La publication de plusieurs textes vient clore le processus de réforme de la politique d'accompagnement à l'installation, après plusieurs années de négociations, tâtonnements... et déjà presque deux ans de mise en œuvre effective. Un tournant dans la politique d'aide à l'installation Cette réforme marque un tournant dans la politique d'installation depuis 2015 puisque :
  • le montant des DJA peut être variable d'une région à l'autre, et ce pour une même installation. C'est la conséquence de la régionalisation du dispositif qui laisse, malgré un cadre national, une latitude importante aux régions quant aux montants et modulations de la DJA,
  • pour répondre aux exigences communautaires, le concept de sélection des dossiers est intégré. Il sera désormais possible de voir certains candidats éligibles aux aides à l'installation non retenus à l'issue du processus de sélection.

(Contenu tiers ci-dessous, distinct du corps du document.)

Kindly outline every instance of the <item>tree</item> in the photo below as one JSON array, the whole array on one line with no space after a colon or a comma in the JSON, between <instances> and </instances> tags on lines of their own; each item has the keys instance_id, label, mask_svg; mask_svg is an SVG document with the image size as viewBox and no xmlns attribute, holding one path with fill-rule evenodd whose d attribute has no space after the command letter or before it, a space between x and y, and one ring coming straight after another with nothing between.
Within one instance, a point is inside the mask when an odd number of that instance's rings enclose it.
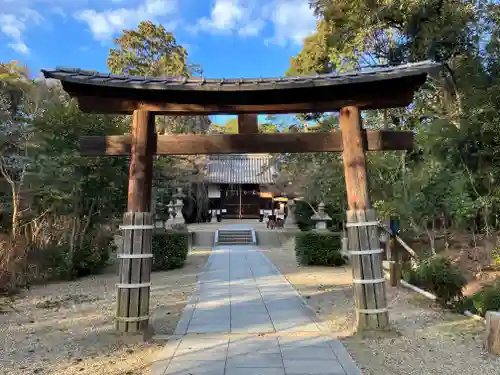
<instances>
[{"instance_id":1,"label":"tree","mask_svg":"<svg viewBox=\"0 0 500 375\"><path fill-rule=\"evenodd\" d=\"M0 293L18 280L102 270L128 177L126 158L77 152L81 135L123 134L123 117L83 114L60 85L45 80L9 80L20 96L12 105L0 92L0 182L9 187L0 191L1 229L10 235L0 244Z\"/></svg>"},{"instance_id":2,"label":"tree","mask_svg":"<svg viewBox=\"0 0 500 375\"><path fill-rule=\"evenodd\" d=\"M162 25L141 21L137 30L123 30L109 51L108 68L113 74L134 76L189 77L201 73L187 64L187 52L177 44L174 34Z\"/></svg>"},{"instance_id":3,"label":"tree","mask_svg":"<svg viewBox=\"0 0 500 375\"><path fill-rule=\"evenodd\" d=\"M174 34L151 21L141 21L137 30L123 30L114 42L116 47L107 58L113 74L191 77L202 73L200 66L187 63L187 51L177 44ZM204 133L210 120L207 116L162 116L156 125L164 134Z\"/></svg>"},{"instance_id":4,"label":"tree","mask_svg":"<svg viewBox=\"0 0 500 375\"><path fill-rule=\"evenodd\" d=\"M408 108L366 111L365 127L412 130L411 153L370 153L374 205L382 217L399 214L404 227L429 237L438 231L490 233L500 228L500 6L495 1L312 0L317 32L292 58L289 74L313 74L398 65L431 59L443 63ZM335 116L315 116L319 130ZM335 201L345 192L335 174L318 173L320 154L288 156L285 167L307 171L302 189ZM313 160L313 162L311 162ZM321 170L339 171L324 159ZM340 172L340 171L339 171ZM298 178L298 177L297 177ZM341 190L341 191L339 191ZM337 195L338 193L338 195Z\"/></svg>"}]
</instances>

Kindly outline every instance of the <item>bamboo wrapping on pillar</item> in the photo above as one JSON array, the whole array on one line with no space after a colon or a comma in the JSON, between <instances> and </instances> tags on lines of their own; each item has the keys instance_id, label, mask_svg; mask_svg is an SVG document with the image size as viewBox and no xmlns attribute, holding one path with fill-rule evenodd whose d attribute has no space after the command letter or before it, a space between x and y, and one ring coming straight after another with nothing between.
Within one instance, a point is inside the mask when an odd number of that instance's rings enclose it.
<instances>
[{"instance_id":1,"label":"bamboo wrapping on pillar","mask_svg":"<svg viewBox=\"0 0 500 375\"><path fill-rule=\"evenodd\" d=\"M122 333L144 332L149 324L153 215L127 212L122 228L116 329Z\"/></svg>"},{"instance_id":2,"label":"bamboo wrapping on pillar","mask_svg":"<svg viewBox=\"0 0 500 375\"><path fill-rule=\"evenodd\" d=\"M347 232L353 272L354 300L359 329L389 327L382 253L356 254L356 251L380 248L378 227L373 210L347 211ZM349 223L367 225L349 226Z\"/></svg>"}]
</instances>

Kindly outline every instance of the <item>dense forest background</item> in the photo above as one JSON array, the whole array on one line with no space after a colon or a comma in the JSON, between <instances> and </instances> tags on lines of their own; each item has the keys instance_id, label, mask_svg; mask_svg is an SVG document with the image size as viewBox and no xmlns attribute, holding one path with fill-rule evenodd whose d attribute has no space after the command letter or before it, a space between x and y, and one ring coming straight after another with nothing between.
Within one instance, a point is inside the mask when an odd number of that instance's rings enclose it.
<instances>
[{"instance_id":1,"label":"dense forest background","mask_svg":"<svg viewBox=\"0 0 500 375\"><path fill-rule=\"evenodd\" d=\"M291 59L288 75L422 60L443 64L408 108L364 113L366 128L416 134L411 153L370 153L372 202L381 219L398 216L402 230L423 238L431 253L460 235L471 248L487 244L486 257L493 257L500 226L500 5L493 0L310 3L317 31ZM201 74L202 67L188 64L187 56L172 33L143 21L115 40L107 64L112 73ZM307 131L338 127L336 114L308 114L293 124L269 117L260 129L306 131L306 121L314 125ZM82 158L78 138L124 134L129 128L127 116L81 113L57 82L32 79L21 62L0 63L0 288L105 267L125 211L128 160ZM157 128L164 134L235 132L236 122L219 126L208 117L159 117ZM313 204L325 202L334 218L343 218L341 155L276 158L287 189ZM206 201L203 167L203 157L158 158L158 207L177 186L188 193L188 205ZM200 216L203 204L196 210Z\"/></svg>"}]
</instances>

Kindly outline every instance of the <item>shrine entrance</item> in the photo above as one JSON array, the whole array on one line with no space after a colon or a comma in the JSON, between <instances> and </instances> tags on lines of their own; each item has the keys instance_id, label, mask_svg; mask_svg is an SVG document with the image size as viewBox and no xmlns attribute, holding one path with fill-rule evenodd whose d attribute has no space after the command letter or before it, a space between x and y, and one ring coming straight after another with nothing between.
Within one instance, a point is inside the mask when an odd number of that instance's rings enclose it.
<instances>
[{"instance_id":1,"label":"shrine entrance","mask_svg":"<svg viewBox=\"0 0 500 375\"><path fill-rule=\"evenodd\" d=\"M83 112L132 114L132 134L88 136L85 156L130 156L128 212L119 253L117 330L144 331L149 321L151 187L154 155L342 152L357 329L387 329L389 317L376 214L371 208L369 151L410 150L411 131L371 131L362 110L405 107L439 65L420 62L345 74L261 79L128 77L82 71L43 70L77 98ZM339 112L340 131L258 134L257 114ZM157 135L155 115L238 115L239 134ZM241 189L236 195L236 207ZM133 239L133 240L132 240Z\"/></svg>"},{"instance_id":2,"label":"shrine entrance","mask_svg":"<svg viewBox=\"0 0 500 375\"><path fill-rule=\"evenodd\" d=\"M221 208L228 219L259 218L259 186L254 184L227 184L221 187Z\"/></svg>"}]
</instances>

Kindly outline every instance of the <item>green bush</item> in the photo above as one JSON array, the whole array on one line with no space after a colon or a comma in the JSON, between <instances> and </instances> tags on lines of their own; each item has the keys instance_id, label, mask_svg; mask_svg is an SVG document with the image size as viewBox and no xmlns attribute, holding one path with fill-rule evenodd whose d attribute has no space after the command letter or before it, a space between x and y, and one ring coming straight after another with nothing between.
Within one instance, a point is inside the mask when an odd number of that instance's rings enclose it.
<instances>
[{"instance_id":1,"label":"green bush","mask_svg":"<svg viewBox=\"0 0 500 375\"><path fill-rule=\"evenodd\" d=\"M301 231L310 231L314 228L314 222L311 220L311 216L314 212L306 202L300 200L296 201L294 214L297 227Z\"/></svg>"},{"instance_id":2,"label":"green bush","mask_svg":"<svg viewBox=\"0 0 500 375\"><path fill-rule=\"evenodd\" d=\"M443 257L432 257L420 263L416 269L404 270L403 279L434 293L443 305L459 301L467 283L460 269Z\"/></svg>"},{"instance_id":3,"label":"green bush","mask_svg":"<svg viewBox=\"0 0 500 375\"><path fill-rule=\"evenodd\" d=\"M46 248L30 248L27 272L37 281L72 280L101 273L114 251L113 236L110 234L88 235L70 256L69 244L52 244Z\"/></svg>"},{"instance_id":4,"label":"green bush","mask_svg":"<svg viewBox=\"0 0 500 375\"><path fill-rule=\"evenodd\" d=\"M297 261L307 266L341 266L340 236L329 232L301 232L295 237Z\"/></svg>"},{"instance_id":5,"label":"green bush","mask_svg":"<svg viewBox=\"0 0 500 375\"><path fill-rule=\"evenodd\" d=\"M500 281L485 285L468 299L469 310L475 314L484 316L487 311L500 311Z\"/></svg>"},{"instance_id":6,"label":"green bush","mask_svg":"<svg viewBox=\"0 0 500 375\"><path fill-rule=\"evenodd\" d=\"M153 271L167 271L183 267L188 250L187 231L155 232L153 235Z\"/></svg>"},{"instance_id":7,"label":"green bush","mask_svg":"<svg viewBox=\"0 0 500 375\"><path fill-rule=\"evenodd\" d=\"M73 254L72 273L74 277L84 277L101 273L114 249L113 236L107 235L97 241L88 239Z\"/></svg>"}]
</instances>

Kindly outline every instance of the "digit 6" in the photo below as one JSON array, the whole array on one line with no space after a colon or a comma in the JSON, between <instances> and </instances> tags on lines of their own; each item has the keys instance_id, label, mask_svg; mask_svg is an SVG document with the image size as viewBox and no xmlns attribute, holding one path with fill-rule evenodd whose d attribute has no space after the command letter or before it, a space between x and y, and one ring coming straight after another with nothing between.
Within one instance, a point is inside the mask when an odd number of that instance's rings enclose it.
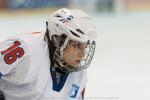
<instances>
[{"instance_id":1,"label":"digit 6","mask_svg":"<svg viewBox=\"0 0 150 100\"><path fill-rule=\"evenodd\" d=\"M4 61L6 62L6 64L11 65L18 58L21 58L23 55L24 55L24 50L21 47L17 47L4 56Z\"/></svg>"}]
</instances>

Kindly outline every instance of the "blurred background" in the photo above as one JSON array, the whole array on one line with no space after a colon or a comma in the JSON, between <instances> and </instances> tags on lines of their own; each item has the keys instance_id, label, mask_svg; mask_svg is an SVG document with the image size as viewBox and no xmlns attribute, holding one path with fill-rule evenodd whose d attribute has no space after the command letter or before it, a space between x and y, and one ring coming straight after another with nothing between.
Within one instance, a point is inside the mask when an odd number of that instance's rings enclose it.
<instances>
[{"instance_id":1,"label":"blurred background","mask_svg":"<svg viewBox=\"0 0 150 100\"><path fill-rule=\"evenodd\" d=\"M0 41L45 31L59 8L84 10L97 26L85 100L149 100L150 0L0 0Z\"/></svg>"}]
</instances>

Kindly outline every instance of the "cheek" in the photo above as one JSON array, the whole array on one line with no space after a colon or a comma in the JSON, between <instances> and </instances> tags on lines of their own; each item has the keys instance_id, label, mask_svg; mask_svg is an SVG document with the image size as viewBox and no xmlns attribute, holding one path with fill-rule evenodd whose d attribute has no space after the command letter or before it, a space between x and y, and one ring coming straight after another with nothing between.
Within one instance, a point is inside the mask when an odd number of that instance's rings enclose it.
<instances>
[{"instance_id":1,"label":"cheek","mask_svg":"<svg viewBox=\"0 0 150 100\"><path fill-rule=\"evenodd\" d=\"M76 57L77 55L77 51L70 48L64 51L64 58L65 59L73 59L74 57Z\"/></svg>"}]
</instances>

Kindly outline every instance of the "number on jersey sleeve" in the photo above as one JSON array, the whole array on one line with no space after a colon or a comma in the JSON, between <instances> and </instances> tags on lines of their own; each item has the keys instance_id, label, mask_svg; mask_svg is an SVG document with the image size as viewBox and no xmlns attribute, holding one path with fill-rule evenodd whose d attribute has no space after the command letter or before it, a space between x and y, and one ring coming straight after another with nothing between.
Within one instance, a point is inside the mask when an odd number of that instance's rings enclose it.
<instances>
[{"instance_id":1,"label":"number on jersey sleeve","mask_svg":"<svg viewBox=\"0 0 150 100\"><path fill-rule=\"evenodd\" d=\"M19 41L15 41L12 46L1 52L1 54L4 55L6 64L10 65L24 55L24 49L19 47L20 45L21 43Z\"/></svg>"},{"instance_id":2,"label":"number on jersey sleeve","mask_svg":"<svg viewBox=\"0 0 150 100\"><path fill-rule=\"evenodd\" d=\"M25 45L19 40L8 39L0 46L0 73L5 75L25 57Z\"/></svg>"}]
</instances>

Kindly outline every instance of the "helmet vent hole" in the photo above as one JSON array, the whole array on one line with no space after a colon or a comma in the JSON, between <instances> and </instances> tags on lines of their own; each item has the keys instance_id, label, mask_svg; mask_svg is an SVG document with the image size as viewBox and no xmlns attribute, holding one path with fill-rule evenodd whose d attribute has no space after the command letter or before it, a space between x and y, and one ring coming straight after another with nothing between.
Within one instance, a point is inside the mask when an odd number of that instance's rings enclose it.
<instances>
[{"instance_id":1,"label":"helmet vent hole","mask_svg":"<svg viewBox=\"0 0 150 100\"><path fill-rule=\"evenodd\" d=\"M76 31L78 31L81 34L84 34L80 29L76 29Z\"/></svg>"},{"instance_id":2,"label":"helmet vent hole","mask_svg":"<svg viewBox=\"0 0 150 100\"><path fill-rule=\"evenodd\" d=\"M77 36L77 37L80 37L79 35L77 35L75 32L71 31L70 32L74 35L74 36Z\"/></svg>"},{"instance_id":3,"label":"helmet vent hole","mask_svg":"<svg viewBox=\"0 0 150 100\"><path fill-rule=\"evenodd\" d=\"M55 17L61 17L60 15L56 15Z\"/></svg>"},{"instance_id":4,"label":"helmet vent hole","mask_svg":"<svg viewBox=\"0 0 150 100\"><path fill-rule=\"evenodd\" d=\"M71 18L67 18L68 20L71 20Z\"/></svg>"}]
</instances>

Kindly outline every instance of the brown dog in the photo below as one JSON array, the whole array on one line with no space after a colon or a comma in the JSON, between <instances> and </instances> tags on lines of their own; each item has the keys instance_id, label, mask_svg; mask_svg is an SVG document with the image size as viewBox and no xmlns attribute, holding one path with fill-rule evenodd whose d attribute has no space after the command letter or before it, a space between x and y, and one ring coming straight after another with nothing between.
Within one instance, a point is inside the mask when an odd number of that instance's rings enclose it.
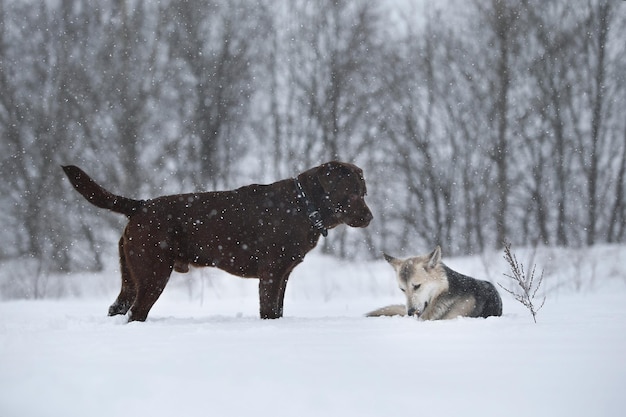
<instances>
[{"instance_id":1,"label":"brown dog","mask_svg":"<svg viewBox=\"0 0 626 417\"><path fill-rule=\"evenodd\" d=\"M130 309L129 321L144 321L172 270L189 265L259 278L261 318L282 317L289 274L320 234L372 220L363 171L343 162L269 185L145 201L111 194L78 167L63 170L90 203L129 218L119 241L122 289L109 308L110 316Z\"/></svg>"}]
</instances>

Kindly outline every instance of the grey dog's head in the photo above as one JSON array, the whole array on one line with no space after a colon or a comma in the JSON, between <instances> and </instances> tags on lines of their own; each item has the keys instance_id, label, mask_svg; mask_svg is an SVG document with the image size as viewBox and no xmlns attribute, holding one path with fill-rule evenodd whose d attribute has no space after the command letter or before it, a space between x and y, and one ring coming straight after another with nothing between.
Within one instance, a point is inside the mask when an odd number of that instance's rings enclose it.
<instances>
[{"instance_id":1,"label":"grey dog's head","mask_svg":"<svg viewBox=\"0 0 626 417\"><path fill-rule=\"evenodd\" d=\"M407 259L383 255L396 271L398 286L406 296L409 316L422 316L432 301L448 289L439 246L428 255Z\"/></svg>"}]
</instances>

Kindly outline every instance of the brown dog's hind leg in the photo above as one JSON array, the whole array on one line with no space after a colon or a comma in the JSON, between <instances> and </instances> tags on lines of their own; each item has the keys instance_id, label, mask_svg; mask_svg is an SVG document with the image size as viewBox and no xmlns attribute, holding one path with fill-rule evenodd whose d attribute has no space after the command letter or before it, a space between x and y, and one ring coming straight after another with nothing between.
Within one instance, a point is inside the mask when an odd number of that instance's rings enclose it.
<instances>
[{"instance_id":1,"label":"brown dog's hind leg","mask_svg":"<svg viewBox=\"0 0 626 417\"><path fill-rule=\"evenodd\" d=\"M117 300L109 307L109 316L126 314L135 300L135 283L130 275L130 270L126 264L126 254L124 253L124 237L120 239L118 245L120 252L120 269L122 273L122 289L117 296Z\"/></svg>"},{"instance_id":2,"label":"brown dog's hind leg","mask_svg":"<svg viewBox=\"0 0 626 417\"><path fill-rule=\"evenodd\" d=\"M127 245L126 261L135 279L135 302L130 308L128 321L145 321L150 309L159 299L174 268L174 257L167 248L160 248L151 241L141 239Z\"/></svg>"},{"instance_id":3,"label":"brown dog's hind leg","mask_svg":"<svg viewBox=\"0 0 626 417\"><path fill-rule=\"evenodd\" d=\"M146 321L150 309L163 292L171 272L171 267L168 271L155 271L155 276L151 277L148 283L143 282L142 284L145 285L139 285L137 298L130 309L128 321Z\"/></svg>"}]
</instances>

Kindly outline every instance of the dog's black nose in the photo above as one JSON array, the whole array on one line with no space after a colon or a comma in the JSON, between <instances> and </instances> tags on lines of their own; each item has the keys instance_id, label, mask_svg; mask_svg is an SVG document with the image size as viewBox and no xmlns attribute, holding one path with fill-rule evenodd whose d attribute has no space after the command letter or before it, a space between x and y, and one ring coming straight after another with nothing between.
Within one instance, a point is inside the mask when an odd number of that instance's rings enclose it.
<instances>
[{"instance_id":1,"label":"dog's black nose","mask_svg":"<svg viewBox=\"0 0 626 417\"><path fill-rule=\"evenodd\" d=\"M406 311L406 314L408 314L409 316L414 316L415 315L415 309L414 308L409 308Z\"/></svg>"}]
</instances>

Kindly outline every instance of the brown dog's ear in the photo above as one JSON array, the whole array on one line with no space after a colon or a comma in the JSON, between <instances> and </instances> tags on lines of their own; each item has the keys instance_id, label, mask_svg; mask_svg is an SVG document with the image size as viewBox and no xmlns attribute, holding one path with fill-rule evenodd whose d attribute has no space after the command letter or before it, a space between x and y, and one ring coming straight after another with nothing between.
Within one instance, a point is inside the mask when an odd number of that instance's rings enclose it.
<instances>
[{"instance_id":1,"label":"brown dog's ear","mask_svg":"<svg viewBox=\"0 0 626 417\"><path fill-rule=\"evenodd\" d=\"M343 163L331 161L320 167L318 178L324 191L329 194L337 187L337 184L345 177L352 175L352 171Z\"/></svg>"}]
</instances>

Évidemment, la section Jeunes de la Coordination Rurale s'était élevée contre ces deux points lors des discussions sur la mise en œuvre du dispositif
  • La régionalisation crée un traitement inéquitable des jeunes installés et les modulations n'ont pas de raison d'être. Elles viennent complexifier le parcours, la gestion des dossiers, pour un effet levier inexistant. Qui peut réellement croire qu'une augmentation de la DJA d'un millier d'euros va inciter des jeunes installés à mettre en œuvre des démarches agro-écologiques ? Pour la Coordination Rurale, le montant de la DJA devrait être identique pour tous les nouveaux installés (à l'exception d'une majoration en zone défavorisée).
  • Face à la situation catastrophique du renouvellement des générations en agriculture, nos politiques devraient ouvrir les yeux et faire de l'installation une réelle priorité, en aidant le plus grand nombre de jeunes. Le processus de sélection est une aberration !
Comme pour toutes les réformes liées au monde agricole, la nécessité d'une réelle simplification des dispositifs devrait être la préoccupation centrale. Nous en sommes bien loin aujourd'hui, d'autant plus que les récentes annonces sur l'évolution des prêts bonifiés viennent accroître encore les disparités, et créer une nouvelle modulation. La solution : des prix rémunérateurs ! Dans le fond, ces constats sont finalement dérisoires face aux vraies difficultés du métier. La meilleure politique d'accompagnement à l'installation restera vaine tant que le métier d'agriculteur n'offrira pas de perspectives de rémunération décente et durable à nos nouveaux installés. Il est certain que des jeunes continuent aujourd'hui de s'installer mais :
  • combien renoncent, car confrontés à la dure réalité de l'étude économique de leur projet ?
  • combien diffèrent leur projet d'installation et préfèrent attendre un contexte économique plus favorable ou le départ en retraite d'un proche, alors qu'ils pourraient être les acteurs du renouvellement des générations ?
  • combien vont malheureusement échouer et vivre des situations dramatiques, non par défaut de gestion ou de technicité... comme on voudrait nous le faire croire, mais bien en raison d'une politique agricole suicidaire qui veut mettre l'agriculture européenne en concurrence avec le moins-disant mondial ?
Heureusement (?), à grand renfort de reports d'annuités, économies de bouts de chandelle... beaucoup d'entre eux s'en « sortent bien ». C'est ainsi que l'on qualifie aujourd'hui en agriculture le fait d'être encore agriculteur au bout de 5 ans pour un revenu bien inférieur au SMIC horaire. Depuis des années, les représentants de la Coordination Rurale sont confrontés, lors de chaque CDOA, à un réel dilemme entre l'enthousiasme des jeunes installés et les perspectives économiques. Est-il moral de continuer à se prononcer en faveur des projets d'installation qui nous sont soumis et dont les chiffres ne correspondent plus à la réalité économique du terrain ? Quelle réponse peut-on donner aux jeunes qui ont établi un plan d'entreprise sur la base de prix du lait à 340 €/tonne, ou de blé à 130 € il y a quelques mois et qui aujourd'hui ne s'en sortent pas ? Rejeter leurs dossiers serait un geste de désespoir ultime qui finalement nous associerait aux autres fossoyeurs de l'agriculture. Mais les accepter les yeux fermés serait être complice de ces mêmes fossoyeurs. C'est donc accompagnés d'une mise en garde et d'une offre de soutien adressées aux candidats que nous devons voter positivement pour ces dossiers.